For six years I struggled with these challenges. I dealt with mounting anxiety, depression and burnout. I saw a psychologist and asked him to help me navigate my situation. I told him I was having a mid life crisis. I asked him to help me formulate a plan for happiness and success. It felt hopeless. At this point in my life I had just had my third child - an absolute blessing and a miracle (or as my husband would say “a statistical anomaly”), but a huge, shall we say, “kink “in my life as well. As I looked at my new baby and my two other school aged children, then looked at my calendar and took in my physically deconditioned, postpartum body and mind, I knew that something had to change. I knew that the constant unpredictability of being on OB call 24/7 was something I did not want to do again with a young child. Without OB though, I was staring into the dark abyss of full time outpatient medicine. I was staring at the exhausting churn and burn of seeing 24 patients a day, many of whom are rightfully disgruntled even before they walk in the door.
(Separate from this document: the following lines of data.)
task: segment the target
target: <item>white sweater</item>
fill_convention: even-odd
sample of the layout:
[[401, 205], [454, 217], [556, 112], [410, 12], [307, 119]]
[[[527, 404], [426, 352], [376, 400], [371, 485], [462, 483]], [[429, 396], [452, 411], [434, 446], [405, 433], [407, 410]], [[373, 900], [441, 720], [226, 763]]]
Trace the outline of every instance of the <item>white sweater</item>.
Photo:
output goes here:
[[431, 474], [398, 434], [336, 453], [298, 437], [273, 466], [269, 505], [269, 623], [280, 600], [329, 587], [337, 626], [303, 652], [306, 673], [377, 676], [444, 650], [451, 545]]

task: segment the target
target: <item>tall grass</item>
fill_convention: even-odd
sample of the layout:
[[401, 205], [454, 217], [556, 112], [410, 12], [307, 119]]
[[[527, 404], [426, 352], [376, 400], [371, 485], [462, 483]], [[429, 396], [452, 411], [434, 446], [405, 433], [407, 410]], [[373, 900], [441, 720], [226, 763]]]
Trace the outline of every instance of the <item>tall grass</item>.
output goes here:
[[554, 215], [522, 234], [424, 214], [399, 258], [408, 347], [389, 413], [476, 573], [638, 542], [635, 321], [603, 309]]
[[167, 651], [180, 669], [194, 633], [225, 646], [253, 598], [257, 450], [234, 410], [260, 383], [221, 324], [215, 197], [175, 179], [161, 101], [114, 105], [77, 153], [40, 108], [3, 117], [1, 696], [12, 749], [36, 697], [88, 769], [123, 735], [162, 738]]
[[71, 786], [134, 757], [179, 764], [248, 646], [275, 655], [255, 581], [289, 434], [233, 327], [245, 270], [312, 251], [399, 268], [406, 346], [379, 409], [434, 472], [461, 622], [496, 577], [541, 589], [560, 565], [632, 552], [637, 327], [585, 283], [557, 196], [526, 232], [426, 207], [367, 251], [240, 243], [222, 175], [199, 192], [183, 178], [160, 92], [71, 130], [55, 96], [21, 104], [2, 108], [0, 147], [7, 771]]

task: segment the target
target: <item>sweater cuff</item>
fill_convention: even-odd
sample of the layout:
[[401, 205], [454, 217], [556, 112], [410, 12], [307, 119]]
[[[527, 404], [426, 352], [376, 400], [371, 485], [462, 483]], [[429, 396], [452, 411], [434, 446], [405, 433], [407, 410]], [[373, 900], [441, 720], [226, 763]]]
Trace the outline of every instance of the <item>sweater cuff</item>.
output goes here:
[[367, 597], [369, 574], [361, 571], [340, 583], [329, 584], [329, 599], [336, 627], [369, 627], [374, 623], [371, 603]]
Then there came what for me amounted to an enlightenment. For whatever reason, much like the heard of wildebeest, I turned around and faced the system head on. I looked at it, and I saw it for the pack of dogs that it was. I looked and I saw that the system did not have to have power over me. I saw it for its greed and its flaws. I stared right at that pack of dogs, and I knew that I could stand up to it. Then I looked around me, and I saw all of the others who had turned around and done the same thing. I saw the strength that we brought to each other. I saw so many others who were already enlightened and were already doing direct primary care. I looked around further and found others who had no idea that they could stand up and turn around. Friends, family, and co-workers could see that there was another way and it gave them hope.
So here I stand, at the beginning of my journey, nostrils flaring, resolute in my convictions, and drawing on the strength of all those who have gone before me. They and I know that this direct primary care movement is a powerful resistance movement that offers an alternative to the massively wasteful system that is the American healthcare system. Here we stand: strong, resolute, powerful and ready for action.